Upside: Wide array of reference test patterns; varied montage of images.
Downside: Difficult to navigate; test patterns not adequately explained.
Best for: Experts who want reference-quality patterns and are already familiar with basic calibration procedures.
The first setup DVD available, Video Essentials is still the gold standard for professional calibrators and other experts who are intimately familiar with its labyrinthine navigation. Created by video consultant Joe Kane, its patterns and excellent video/film montage have tested thousands of monitors--but they're not easy for beginners to use. People who want less of a learning curve should stick to newer, less arcane discs.
Upside: Wide array of reference test patterns and well-detailed calibration procedures; easy navigation; optional in-depth looks at many home home-theater topics.
Downside: Sometimes pedantic tone.
Best for: Beginners with patience and others who want comprehensive explanations of system details.
Although it's not the newest test DVD on the block, Avia is arguably the most complete. This well-designed disc includes an excellent 40-minute walk-through that covers major aspects of home home-theater systems and setup, and curious users will love the in-depth, text-only explanations of topics from aspect ratio to subwoofers. The heart of the disc, however, is the suite of thoroughly explained calibrations that takes you step by step through TV and audio system optimization.
Upside: Simple explanations of calibration and setup routines; nice graphical demonstrations.
Downside: Constant corny jokes; little elaboration of home-theater concepts.
Best for: Beginners who want a quick-and-dirty way to tune up--as opposed to calibrate--their systems.
Endorsed by the home-entertainment reviews magazine, this disc is positioned as an easy-to-use guide to home-theater setup. In most areas, it succeeds. The body of the program consists of a tutorial on equipment, room environment, and calibrations hosted by a lively pair of hosts--whose trite antics become tiresome after the first minute. Common-language explanations and clear diagrams help beginners immensely, but some important concepts, such as variations among different display devices, are glossed over or eliminated altogether.
Upside: Excellent in-depth explanations of up-to-the-minute home-theater concepts; comprehensive test patterns and montages; mastered in 16:9 wide-screen format.
Downside: Sometimes inadequate explanations of setup routines; constant chapter stops; no human host.
Best for: True and aspiring videophiles who want the most current, in-depth video information and don't mind falling asleep to get it.

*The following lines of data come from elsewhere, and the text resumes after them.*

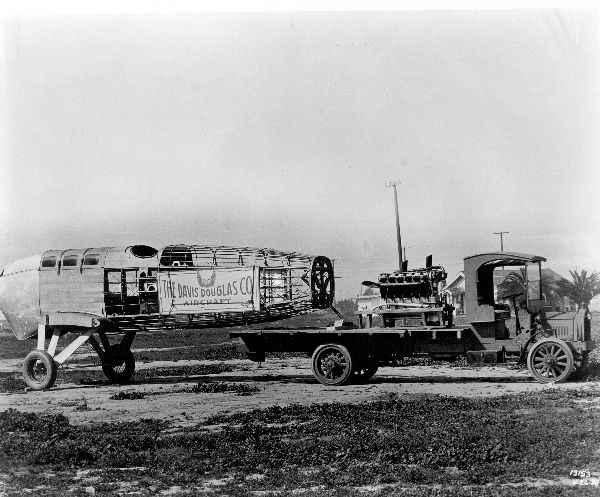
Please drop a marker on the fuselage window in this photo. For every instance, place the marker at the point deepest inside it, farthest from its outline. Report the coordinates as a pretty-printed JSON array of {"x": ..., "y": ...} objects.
[
  {"x": 91, "y": 260},
  {"x": 70, "y": 260},
  {"x": 49, "y": 261}
]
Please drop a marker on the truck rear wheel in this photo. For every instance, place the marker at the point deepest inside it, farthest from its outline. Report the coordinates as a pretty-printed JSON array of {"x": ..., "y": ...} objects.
[
  {"x": 332, "y": 364},
  {"x": 550, "y": 361}
]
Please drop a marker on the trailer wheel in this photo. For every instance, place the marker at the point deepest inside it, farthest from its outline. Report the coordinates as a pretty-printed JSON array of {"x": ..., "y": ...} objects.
[
  {"x": 550, "y": 361},
  {"x": 332, "y": 364},
  {"x": 39, "y": 370},
  {"x": 118, "y": 364}
]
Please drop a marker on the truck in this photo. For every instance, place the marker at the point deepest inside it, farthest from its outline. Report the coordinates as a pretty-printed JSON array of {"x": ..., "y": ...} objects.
[{"x": 415, "y": 317}]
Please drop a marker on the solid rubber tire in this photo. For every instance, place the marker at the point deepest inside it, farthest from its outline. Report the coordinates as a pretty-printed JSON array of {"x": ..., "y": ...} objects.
[
  {"x": 339, "y": 350},
  {"x": 536, "y": 355}
]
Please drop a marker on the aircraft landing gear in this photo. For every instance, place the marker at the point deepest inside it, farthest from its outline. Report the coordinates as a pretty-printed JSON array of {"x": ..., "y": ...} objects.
[
  {"x": 41, "y": 366},
  {"x": 39, "y": 370}
]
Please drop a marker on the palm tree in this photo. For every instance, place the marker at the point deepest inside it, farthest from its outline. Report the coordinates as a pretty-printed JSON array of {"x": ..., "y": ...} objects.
[{"x": 583, "y": 287}]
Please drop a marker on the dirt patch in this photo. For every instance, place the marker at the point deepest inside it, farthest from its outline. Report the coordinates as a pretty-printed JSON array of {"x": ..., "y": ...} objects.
[{"x": 277, "y": 383}]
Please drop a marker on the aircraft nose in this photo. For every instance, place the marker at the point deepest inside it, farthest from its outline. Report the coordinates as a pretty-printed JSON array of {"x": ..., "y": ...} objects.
[{"x": 20, "y": 296}]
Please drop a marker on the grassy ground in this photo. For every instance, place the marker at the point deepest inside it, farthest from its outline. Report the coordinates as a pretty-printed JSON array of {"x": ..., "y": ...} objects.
[
  {"x": 428, "y": 445},
  {"x": 420, "y": 446}
]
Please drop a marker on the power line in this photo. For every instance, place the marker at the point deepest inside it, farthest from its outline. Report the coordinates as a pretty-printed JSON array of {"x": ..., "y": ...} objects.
[{"x": 501, "y": 233}]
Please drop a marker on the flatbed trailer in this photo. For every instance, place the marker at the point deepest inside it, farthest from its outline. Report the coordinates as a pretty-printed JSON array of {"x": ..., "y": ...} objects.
[
  {"x": 416, "y": 320},
  {"x": 340, "y": 356}
]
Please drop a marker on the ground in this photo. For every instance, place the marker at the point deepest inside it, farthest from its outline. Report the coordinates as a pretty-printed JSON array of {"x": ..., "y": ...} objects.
[{"x": 198, "y": 418}]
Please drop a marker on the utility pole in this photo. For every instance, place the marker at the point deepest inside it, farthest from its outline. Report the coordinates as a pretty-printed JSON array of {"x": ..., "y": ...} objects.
[
  {"x": 501, "y": 233},
  {"x": 393, "y": 184}
]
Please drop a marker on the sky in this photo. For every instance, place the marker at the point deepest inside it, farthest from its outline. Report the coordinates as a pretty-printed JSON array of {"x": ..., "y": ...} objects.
[{"x": 281, "y": 129}]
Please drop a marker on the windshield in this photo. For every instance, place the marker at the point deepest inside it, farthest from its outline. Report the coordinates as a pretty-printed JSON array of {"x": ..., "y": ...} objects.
[{"x": 534, "y": 281}]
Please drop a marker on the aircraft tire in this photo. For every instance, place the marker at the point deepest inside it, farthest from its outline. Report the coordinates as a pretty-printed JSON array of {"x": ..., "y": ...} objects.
[
  {"x": 119, "y": 364},
  {"x": 39, "y": 370}
]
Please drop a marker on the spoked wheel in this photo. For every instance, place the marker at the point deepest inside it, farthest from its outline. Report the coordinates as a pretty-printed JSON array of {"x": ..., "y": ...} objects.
[
  {"x": 332, "y": 364},
  {"x": 322, "y": 283},
  {"x": 364, "y": 372},
  {"x": 39, "y": 370},
  {"x": 118, "y": 364},
  {"x": 550, "y": 361}
]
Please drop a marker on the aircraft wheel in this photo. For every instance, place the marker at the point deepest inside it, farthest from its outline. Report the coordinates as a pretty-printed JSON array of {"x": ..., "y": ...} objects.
[
  {"x": 39, "y": 370},
  {"x": 332, "y": 364},
  {"x": 550, "y": 361},
  {"x": 119, "y": 364}
]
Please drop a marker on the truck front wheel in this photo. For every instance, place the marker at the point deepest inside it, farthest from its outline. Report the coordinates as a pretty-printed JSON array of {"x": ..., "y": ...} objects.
[{"x": 550, "y": 361}]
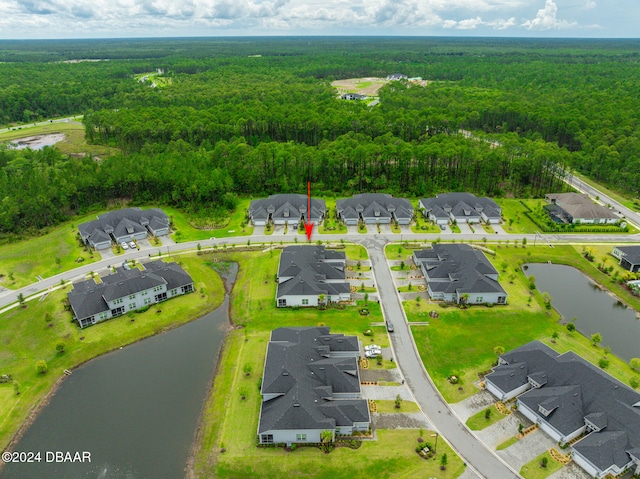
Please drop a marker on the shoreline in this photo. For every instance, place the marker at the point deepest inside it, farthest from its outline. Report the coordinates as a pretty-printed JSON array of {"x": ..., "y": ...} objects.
[{"x": 38, "y": 407}]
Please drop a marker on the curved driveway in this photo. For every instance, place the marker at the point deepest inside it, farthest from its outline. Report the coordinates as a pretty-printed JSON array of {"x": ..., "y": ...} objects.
[{"x": 481, "y": 459}]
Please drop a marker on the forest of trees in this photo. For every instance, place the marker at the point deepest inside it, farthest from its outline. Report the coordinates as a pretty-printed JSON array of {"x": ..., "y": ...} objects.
[{"x": 259, "y": 116}]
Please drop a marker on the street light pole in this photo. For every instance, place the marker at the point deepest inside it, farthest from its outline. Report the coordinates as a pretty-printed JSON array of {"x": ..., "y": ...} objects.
[{"x": 435, "y": 448}]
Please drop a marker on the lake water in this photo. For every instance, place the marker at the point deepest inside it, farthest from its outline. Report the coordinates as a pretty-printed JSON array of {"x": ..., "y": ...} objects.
[
  {"x": 575, "y": 295},
  {"x": 135, "y": 410},
  {"x": 37, "y": 142}
]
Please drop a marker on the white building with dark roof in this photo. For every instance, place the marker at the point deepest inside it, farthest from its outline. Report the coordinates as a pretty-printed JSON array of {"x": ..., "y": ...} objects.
[
  {"x": 569, "y": 398},
  {"x": 373, "y": 208},
  {"x": 123, "y": 226},
  {"x": 461, "y": 208},
  {"x": 577, "y": 208},
  {"x": 307, "y": 272},
  {"x": 286, "y": 209},
  {"x": 457, "y": 272},
  {"x": 310, "y": 384},
  {"x": 127, "y": 290},
  {"x": 628, "y": 257}
]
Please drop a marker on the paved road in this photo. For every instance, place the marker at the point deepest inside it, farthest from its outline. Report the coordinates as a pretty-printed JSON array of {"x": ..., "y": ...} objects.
[
  {"x": 480, "y": 458},
  {"x": 40, "y": 123},
  {"x": 580, "y": 185}
]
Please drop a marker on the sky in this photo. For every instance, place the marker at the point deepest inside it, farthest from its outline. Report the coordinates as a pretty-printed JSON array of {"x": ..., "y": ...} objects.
[{"x": 38, "y": 19}]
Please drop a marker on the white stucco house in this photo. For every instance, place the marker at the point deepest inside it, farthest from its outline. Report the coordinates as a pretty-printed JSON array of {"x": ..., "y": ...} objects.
[
  {"x": 457, "y": 272},
  {"x": 310, "y": 384},
  {"x": 309, "y": 275},
  {"x": 570, "y": 399}
]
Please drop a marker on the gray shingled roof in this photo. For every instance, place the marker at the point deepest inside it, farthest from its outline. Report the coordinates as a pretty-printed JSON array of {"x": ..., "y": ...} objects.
[
  {"x": 375, "y": 205},
  {"x": 631, "y": 253},
  {"x": 580, "y": 391},
  {"x": 460, "y": 268},
  {"x": 118, "y": 221},
  {"x": 299, "y": 368},
  {"x": 461, "y": 204},
  {"x": 88, "y": 298},
  {"x": 309, "y": 269},
  {"x": 577, "y": 206},
  {"x": 294, "y": 205}
]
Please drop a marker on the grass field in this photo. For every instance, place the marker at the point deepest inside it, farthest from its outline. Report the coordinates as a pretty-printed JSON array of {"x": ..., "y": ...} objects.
[
  {"x": 38, "y": 256},
  {"x": 479, "y": 421},
  {"x": 534, "y": 470},
  {"x": 74, "y": 143},
  {"x": 26, "y": 337},
  {"x": 515, "y": 220},
  {"x": 186, "y": 229},
  {"x": 461, "y": 342},
  {"x": 230, "y": 422}
]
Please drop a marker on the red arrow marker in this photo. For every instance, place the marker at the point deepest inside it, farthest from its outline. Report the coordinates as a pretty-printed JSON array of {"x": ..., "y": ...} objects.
[{"x": 308, "y": 226}]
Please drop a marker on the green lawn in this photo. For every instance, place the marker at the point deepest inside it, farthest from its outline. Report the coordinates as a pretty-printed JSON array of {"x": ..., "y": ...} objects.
[
  {"x": 38, "y": 255},
  {"x": 194, "y": 229},
  {"x": 422, "y": 225},
  {"x": 629, "y": 203},
  {"x": 478, "y": 421},
  {"x": 26, "y": 337},
  {"x": 389, "y": 406},
  {"x": 533, "y": 469},
  {"x": 74, "y": 143},
  {"x": 331, "y": 225},
  {"x": 230, "y": 422},
  {"x": 461, "y": 342},
  {"x": 515, "y": 220},
  {"x": 509, "y": 442}
]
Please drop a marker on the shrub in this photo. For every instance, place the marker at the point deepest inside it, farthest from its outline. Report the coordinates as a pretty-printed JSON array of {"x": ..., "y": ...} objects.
[{"x": 41, "y": 366}]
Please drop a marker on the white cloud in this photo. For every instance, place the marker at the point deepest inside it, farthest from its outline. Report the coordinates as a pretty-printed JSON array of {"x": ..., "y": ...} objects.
[{"x": 546, "y": 19}]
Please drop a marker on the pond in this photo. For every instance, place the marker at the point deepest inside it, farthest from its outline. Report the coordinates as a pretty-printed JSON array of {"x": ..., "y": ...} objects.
[
  {"x": 135, "y": 410},
  {"x": 37, "y": 142},
  {"x": 575, "y": 295}
]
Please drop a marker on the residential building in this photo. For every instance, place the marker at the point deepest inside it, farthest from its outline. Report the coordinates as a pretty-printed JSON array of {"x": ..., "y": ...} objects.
[
  {"x": 373, "y": 208},
  {"x": 123, "y": 226},
  {"x": 310, "y": 384},
  {"x": 353, "y": 96},
  {"x": 311, "y": 275},
  {"x": 460, "y": 208},
  {"x": 628, "y": 256},
  {"x": 127, "y": 290},
  {"x": 571, "y": 399},
  {"x": 286, "y": 209},
  {"x": 458, "y": 273},
  {"x": 577, "y": 208}
]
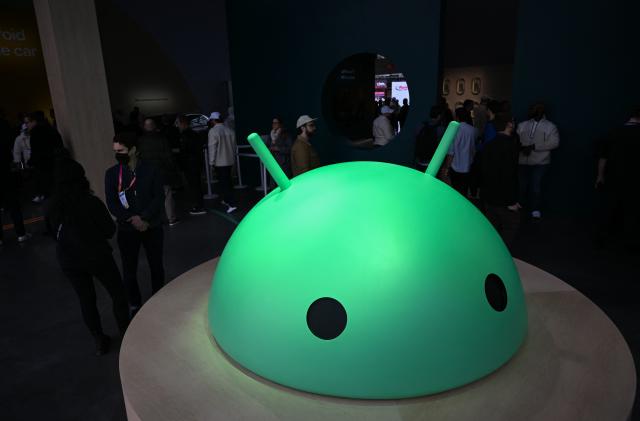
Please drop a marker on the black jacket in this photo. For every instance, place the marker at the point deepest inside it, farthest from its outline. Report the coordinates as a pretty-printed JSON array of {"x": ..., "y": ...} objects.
[
  {"x": 82, "y": 229},
  {"x": 155, "y": 150},
  {"x": 145, "y": 198},
  {"x": 500, "y": 171},
  {"x": 45, "y": 141},
  {"x": 192, "y": 148}
]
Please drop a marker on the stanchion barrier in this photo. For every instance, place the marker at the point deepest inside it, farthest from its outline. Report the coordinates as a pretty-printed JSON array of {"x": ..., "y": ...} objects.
[
  {"x": 207, "y": 171},
  {"x": 263, "y": 171},
  {"x": 238, "y": 168}
]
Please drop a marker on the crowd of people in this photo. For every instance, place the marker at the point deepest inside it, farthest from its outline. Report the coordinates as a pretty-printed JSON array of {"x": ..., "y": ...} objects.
[{"x": 494, "y": 161}]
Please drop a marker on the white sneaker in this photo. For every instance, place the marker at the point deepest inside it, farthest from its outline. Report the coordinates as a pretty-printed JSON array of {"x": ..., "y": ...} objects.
[{"x": 24, "y": 238}]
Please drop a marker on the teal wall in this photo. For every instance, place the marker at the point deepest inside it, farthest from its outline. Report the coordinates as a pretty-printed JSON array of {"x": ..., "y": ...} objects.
[
  {"x": 582, "y": 59},
  {"x": 282, "y": 52}
]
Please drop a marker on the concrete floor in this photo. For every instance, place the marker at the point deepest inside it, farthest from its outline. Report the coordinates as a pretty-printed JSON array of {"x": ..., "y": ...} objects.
[{"x": 48, "y": 367}]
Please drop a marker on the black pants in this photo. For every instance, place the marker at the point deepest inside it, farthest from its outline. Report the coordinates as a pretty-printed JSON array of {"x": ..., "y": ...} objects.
[
  {"x": 10, "y": 201},
  {"x": 460, "y": 181},
  {"x": 226, "y": 184},
  {"x": 80, "y": 273},
  {"x": 129, "y": 243},
  {"x": 193, "y": 174},
  {"x": 43, "y": 176},
  {"x": 475, "y": 178},
  {"x": 506, "y": 222}
]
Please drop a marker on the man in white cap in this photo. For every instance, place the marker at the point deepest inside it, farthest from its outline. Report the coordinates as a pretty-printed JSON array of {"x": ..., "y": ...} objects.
[
  {"x": 222, "y": 153},
  {"x": 303, "y": 156},
  {"x": 382, "y": 130}
]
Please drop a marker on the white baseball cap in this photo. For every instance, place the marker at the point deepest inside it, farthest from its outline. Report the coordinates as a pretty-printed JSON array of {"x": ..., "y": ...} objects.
[{"x": 304, "y": 119}]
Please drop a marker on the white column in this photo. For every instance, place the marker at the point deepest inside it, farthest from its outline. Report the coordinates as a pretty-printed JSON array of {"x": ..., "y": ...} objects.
[{"x": 78, "y": 83}]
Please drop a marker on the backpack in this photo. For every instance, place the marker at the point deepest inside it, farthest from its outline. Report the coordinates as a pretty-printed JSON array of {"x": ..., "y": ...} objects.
[{"x": 426, "y": 142}]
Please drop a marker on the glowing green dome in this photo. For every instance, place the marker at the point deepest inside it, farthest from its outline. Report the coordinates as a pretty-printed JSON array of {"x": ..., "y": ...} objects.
[{"x": 367, "y": 280}]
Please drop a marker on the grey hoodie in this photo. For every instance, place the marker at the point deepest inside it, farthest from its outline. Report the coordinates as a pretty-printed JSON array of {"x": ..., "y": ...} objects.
[{"x": 544, "y": 135}]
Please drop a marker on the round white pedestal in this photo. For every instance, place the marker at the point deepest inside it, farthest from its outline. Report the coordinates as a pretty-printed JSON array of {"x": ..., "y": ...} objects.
[{"x": 574, "y": 365}]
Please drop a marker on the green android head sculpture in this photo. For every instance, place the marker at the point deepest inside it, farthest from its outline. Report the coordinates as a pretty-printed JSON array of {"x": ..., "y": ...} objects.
[{"x": 367, "y": 280}]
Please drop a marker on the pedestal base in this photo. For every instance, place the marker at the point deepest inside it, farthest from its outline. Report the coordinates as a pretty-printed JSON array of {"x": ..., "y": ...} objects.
[{"x": 574, "y": 365}]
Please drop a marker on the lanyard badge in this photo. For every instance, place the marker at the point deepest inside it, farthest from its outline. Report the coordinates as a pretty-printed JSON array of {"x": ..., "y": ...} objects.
[{"x": 122, "y": 194}]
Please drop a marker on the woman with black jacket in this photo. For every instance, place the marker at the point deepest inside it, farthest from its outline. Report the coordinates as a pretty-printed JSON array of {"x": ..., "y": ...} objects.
[{"x": 82, "y": 226}]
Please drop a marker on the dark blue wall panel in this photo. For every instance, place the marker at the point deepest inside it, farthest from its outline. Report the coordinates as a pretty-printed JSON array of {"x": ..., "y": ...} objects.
[
  {"x": 282, "y": 52},
  {"x": 582, "y": 59}
]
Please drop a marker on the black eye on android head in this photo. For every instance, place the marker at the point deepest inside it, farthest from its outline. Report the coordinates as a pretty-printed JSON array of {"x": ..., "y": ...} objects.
[
  {"x": 496, "y": 292},
  {"x": 326, "y": 318}
]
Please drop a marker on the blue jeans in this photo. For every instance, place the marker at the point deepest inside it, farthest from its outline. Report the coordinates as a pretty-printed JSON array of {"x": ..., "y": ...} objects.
[{"x": 530, "y": 180}]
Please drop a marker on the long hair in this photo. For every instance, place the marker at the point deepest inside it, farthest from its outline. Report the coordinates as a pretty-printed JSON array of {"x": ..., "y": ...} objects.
[{"x": 71, "y": 188}]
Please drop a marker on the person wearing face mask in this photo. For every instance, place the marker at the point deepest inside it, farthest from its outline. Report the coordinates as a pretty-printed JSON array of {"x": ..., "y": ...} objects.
[
  {"x": 499, "y": 187},
  {"x": 135, "y": 196},
  {"x": 279, "y": 143},
  {"x": 303, "y": 156},
  {"x": 83, "y": 227},
  {"x": 538, "y": 137}
]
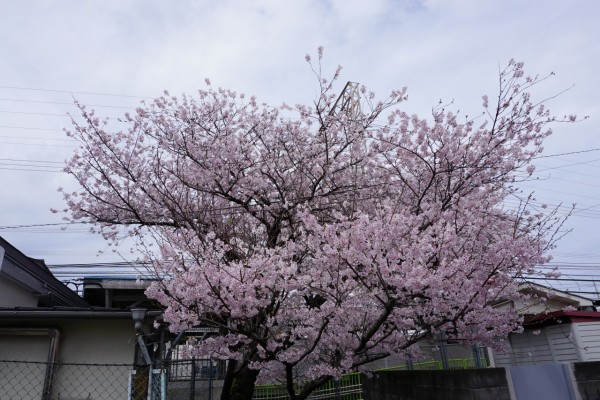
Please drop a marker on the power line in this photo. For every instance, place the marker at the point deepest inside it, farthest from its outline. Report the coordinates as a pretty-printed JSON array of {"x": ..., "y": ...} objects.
[
  {"x": 63, "y": 103},
  {"x": 566, "y": 154},
  {"x": 74, "y": 92}
]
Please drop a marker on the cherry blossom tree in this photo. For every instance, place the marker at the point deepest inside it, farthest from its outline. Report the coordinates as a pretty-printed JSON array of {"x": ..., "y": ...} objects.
[{"x": 318, "y": 239}]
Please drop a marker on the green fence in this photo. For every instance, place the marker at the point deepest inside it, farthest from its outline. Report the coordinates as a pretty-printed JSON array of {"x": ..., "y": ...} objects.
[{"x": 348, "y": 387}]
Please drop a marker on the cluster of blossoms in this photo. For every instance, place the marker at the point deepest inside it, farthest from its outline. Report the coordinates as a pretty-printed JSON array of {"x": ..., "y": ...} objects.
[{"x": 327, "y": 240}]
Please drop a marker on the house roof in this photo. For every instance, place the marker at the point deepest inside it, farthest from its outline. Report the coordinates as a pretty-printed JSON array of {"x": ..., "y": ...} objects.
[
  {"x": 47, "y": 313},
  {"x": 561, "y": 317},
  {"x": 560, "y": 295},
  {"x": 33, "y": 275}
]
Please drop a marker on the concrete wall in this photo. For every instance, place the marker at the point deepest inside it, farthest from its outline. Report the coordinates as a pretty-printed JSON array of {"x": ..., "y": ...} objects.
[
  {"x": 587, "y": 379},
  {"x": 82, "y": 342},
  {"x": 474, "y": 384},
  {"x": 99, "y": 341}
]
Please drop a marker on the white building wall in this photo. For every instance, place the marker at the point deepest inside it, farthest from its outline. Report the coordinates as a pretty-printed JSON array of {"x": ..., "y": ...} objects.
[
  {"x": 588, "y": 339},
  {"x": 13, "y": 295},
  {"x": 563, "y": 343}
]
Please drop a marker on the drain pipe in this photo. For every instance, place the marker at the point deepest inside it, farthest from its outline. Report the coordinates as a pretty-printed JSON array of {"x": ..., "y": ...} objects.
[{"x": 54, "y": 334}]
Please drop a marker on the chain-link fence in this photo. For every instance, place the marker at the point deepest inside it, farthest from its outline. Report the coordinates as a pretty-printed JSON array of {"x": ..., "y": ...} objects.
[
  {"x": 194, "y": 379},
  {"x": 176, "y": 380},
  {"x": 20, "y": 380}
]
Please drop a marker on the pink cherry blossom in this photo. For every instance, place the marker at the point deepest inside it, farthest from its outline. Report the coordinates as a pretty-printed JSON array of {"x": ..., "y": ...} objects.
[{"x": 317, "y": 240}]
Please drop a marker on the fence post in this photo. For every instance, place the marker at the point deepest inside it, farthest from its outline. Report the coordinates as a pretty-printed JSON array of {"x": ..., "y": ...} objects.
[{"x": 193, "y": 380}]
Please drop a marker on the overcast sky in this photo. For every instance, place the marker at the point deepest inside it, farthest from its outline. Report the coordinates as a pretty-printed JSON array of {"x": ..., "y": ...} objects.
[{"x": 53, "y": 52}]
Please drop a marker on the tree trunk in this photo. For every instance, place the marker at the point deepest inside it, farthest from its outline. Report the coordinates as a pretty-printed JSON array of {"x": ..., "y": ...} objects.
[{"x": 241, "y": 385}]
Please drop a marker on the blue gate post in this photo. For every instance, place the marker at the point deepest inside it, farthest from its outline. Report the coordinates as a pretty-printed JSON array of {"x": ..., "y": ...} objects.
[
  {"x": 193, "y": 380},
  {"x": 210, "y": 376},
  {"x": 443, "y": 351},
  {"x": 477, "y": 356}
]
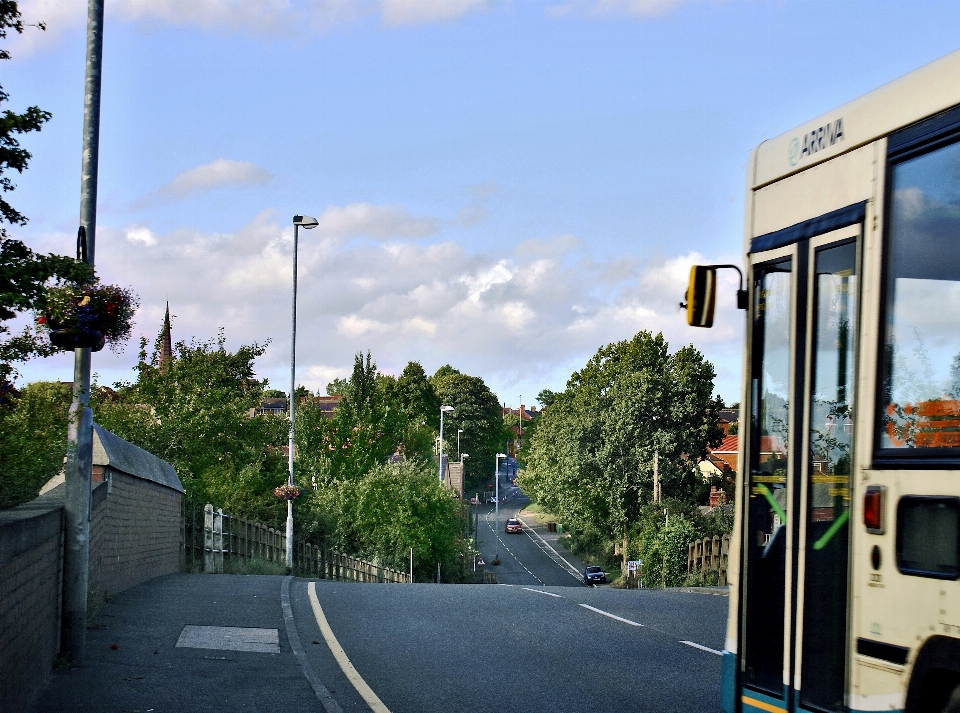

The successor to Video Essentials, also available on D-VHS in both 1080i and 720p resolutions, has the advantage of being the newest calibration DVD--and a lot has changed in the last few years. Watching the tutorial is a little like attending a class taught by HAL from the movie 2001 since there's no visible human host, and the narrator sounds a little too nice. The explanations are extremely informative and complete, and they include details that other discs miss. But the actual how-to of setup isn't as straightforward; beginners should avoid Digital Video Essentials.
(Editor's note: The author contributed to the production of Digital Video Essentials and is a contributor to Sound & Vision magazine.)